Anyone who has any feeling for the architectural heritage of Georgetown must be in despair every time they pass City Hall – if they can bear to look at it at all, that is. What is the matter with those who sit in authority over us that they cannot see that one of the capital’s architectural and historical treasures is disintegrating before their eyes? What is the matter with them that they do not think that this is a scandal? Why have they abrogated their responsibility to the citizens who live here and now, as well as future generations, who will surely condemn them for their dereliction? Do they have absolutely no sense of the aesthetic or the historical that they can pass by this deteriorating landmark and not experience even a frisson of disquiet?
Well, now it seems, the benighted structure is falling victim to the muddle that is the Mayor and City Council, and the muddle that is the Ministry of Local Government, and the lacuna between the two. It is bad news for repairs and bad news for preservation. As the story in our edition today shows, even the money which former president, Mr Bharrat Jagdeo gave last year for emergency repairs has not yet been spent in total. The M&CC was given $20M, of which only $5M has so far been expended. According to Mayor Hamilton Green the council was waiting for the City Engineer’s Department to put forward a project proposal – for some months, one presumes. The city engineer had been told to start with the roof, but had begun with the windows instead and had done some work there. The Mayor said they were awaiting a report on the fact the $5M was not spent properly.

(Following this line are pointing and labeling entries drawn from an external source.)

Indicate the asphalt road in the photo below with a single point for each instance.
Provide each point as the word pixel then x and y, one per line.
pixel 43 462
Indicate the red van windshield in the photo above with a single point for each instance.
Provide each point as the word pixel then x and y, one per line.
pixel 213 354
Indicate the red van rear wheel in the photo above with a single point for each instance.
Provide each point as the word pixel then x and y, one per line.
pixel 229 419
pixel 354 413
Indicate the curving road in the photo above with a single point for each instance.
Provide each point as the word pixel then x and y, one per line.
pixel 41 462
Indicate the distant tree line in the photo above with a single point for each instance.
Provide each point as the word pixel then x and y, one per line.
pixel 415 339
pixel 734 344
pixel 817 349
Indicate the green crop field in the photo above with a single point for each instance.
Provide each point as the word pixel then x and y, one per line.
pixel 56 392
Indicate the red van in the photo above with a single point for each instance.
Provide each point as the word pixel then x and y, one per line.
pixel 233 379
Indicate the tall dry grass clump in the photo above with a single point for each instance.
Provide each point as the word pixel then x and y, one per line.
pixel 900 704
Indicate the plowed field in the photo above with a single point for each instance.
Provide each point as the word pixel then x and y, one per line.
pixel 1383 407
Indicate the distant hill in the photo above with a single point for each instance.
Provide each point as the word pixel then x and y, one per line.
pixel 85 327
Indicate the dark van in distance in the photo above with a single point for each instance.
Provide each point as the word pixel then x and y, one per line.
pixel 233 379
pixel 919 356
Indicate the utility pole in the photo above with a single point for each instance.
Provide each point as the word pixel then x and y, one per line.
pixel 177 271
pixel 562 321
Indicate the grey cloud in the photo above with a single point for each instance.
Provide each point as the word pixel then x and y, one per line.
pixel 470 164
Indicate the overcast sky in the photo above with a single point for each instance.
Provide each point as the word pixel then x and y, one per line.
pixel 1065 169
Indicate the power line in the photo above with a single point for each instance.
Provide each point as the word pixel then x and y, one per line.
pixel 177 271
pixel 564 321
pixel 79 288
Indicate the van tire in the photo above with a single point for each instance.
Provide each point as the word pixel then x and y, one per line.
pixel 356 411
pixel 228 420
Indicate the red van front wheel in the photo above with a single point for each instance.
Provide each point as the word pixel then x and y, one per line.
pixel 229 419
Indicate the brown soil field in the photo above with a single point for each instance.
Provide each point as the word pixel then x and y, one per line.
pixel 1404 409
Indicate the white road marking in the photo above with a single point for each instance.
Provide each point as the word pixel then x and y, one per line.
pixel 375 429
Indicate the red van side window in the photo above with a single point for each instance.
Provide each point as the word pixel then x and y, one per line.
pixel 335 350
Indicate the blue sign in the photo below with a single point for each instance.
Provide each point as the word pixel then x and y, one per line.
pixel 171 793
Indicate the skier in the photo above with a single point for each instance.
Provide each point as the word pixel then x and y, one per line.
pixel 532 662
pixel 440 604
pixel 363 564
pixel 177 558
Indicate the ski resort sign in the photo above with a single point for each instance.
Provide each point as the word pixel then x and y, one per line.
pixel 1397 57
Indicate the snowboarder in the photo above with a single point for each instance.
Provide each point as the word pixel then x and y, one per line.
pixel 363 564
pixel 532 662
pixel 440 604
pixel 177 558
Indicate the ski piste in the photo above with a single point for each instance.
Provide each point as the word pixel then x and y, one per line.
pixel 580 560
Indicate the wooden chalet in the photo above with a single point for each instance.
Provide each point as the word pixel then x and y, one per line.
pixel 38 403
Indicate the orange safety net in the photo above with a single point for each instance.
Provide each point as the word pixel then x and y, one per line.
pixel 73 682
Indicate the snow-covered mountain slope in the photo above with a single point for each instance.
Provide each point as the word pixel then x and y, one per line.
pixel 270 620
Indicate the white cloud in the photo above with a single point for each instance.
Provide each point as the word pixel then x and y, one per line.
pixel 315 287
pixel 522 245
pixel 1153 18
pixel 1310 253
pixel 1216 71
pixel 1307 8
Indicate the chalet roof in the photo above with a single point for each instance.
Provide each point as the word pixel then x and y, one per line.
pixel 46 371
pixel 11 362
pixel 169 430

Well if all of that is not enough to make the sanest resident of Georgetown scream in exasperation, there is more. Minister in the Ministry of Local Government and Regional Development Norman Whittaker has asked Mr Keith Burrowes, it seems, to manage the money (no complaints there), and review any payment to be made in this particular project. Exactly what progress he has made with the engineer’s department has not been revealed, but one can infer not too much, since not too much seems to be happening. Our reporter did ask Deputy Mayor Patricia Chase-Green what efforts the senior members of the council were making to get the City Engineer’s Department to function efficiently, and she replied, “When we intervene in matters of the council the officers run to the Minister who advise[s] them and they do not worry with the council.”
On the face of it this sounds like the death knell for City Hall: the department which is responsible for the emergency repairs is not doing what it should, and the council can do nothing because the officers complain to the Minister as a consequence of which they feel they can ignore the council. What is the matter with the Minister and the council? If both sides know that a department has urgent work to do that is not being done, can’t they operate in concert to ensure that it is? Are we so far gone in terms of the political divide, that we would allow an important item of our material heritage to fall to pieces just because of pettiness?
Other than the most unreconstructed philistines, those who live and work in Georgetown would not hesitate to say they wanted City Hall to be saved. Furthermore, they would say they did not care two goat’s whiskers who accomplished this. What they would not want to hear about is disputes or misunderstandings or lack of communication or lack of cooperation or lack of funds or lack of urgency. And if all the officials involved – government, city council and even the opposition – are not seized of the urgency of the matter, then the odds are we will not be bequeathing this particular heritage building which was handed down to us by earlier citizens, to those who will come after us.
Mayor Green did advert to the fact that they needed international help for total restoration. No doubt this is true. But emergency repairs apart, the first stage in the larger renovation of the structure is an assessment of exactly what would have to be done, and how much it would cost. That might mean bringing down an overseas specialist, which the government – perhaps in the form of the National Trust – and not the city council would have to do. But if it does do so, there should be no shopping around the international agencies for funding to pay for the expert to come here. That expense, at least, the central administration should be able to withstand, and surely the opposition would not object to a supplementary for the purpose if necessary. Once there is a costing then the matter of the larger project can be attended to. Of course, the government will want foreign funding for that exercise, and perhaps it will get it – or get it in part.
But supposing, for the sake of argument, it doesn’t, why can’t we pay for this ourselves? It wouldn’t cost anything like the kind of sums the government is proposing to sink into the unappealing Marriott Hotel, which from the drawings supplied has no aesthetic qualities to recommend it, and bears not even the remotest relationship to this country’s architectural traditions. Georgetown’s unique character is being systematically destroyed, and all these tourists which Minister Irfaan Ally burbles on so optimistically about, are simply not going to come to a city of concrete and glass (even if the garbage has been cleared), which is just a smaller scale version of where they live. If he had his priorities right, he would regard saving City Hall and the few remaining historical buildings in private and public hands, as being at the very top of his to do list.
Just for once, will the government, the council, the relevant agencies and politicians of all persuasions commit to saving City Hall in 2013.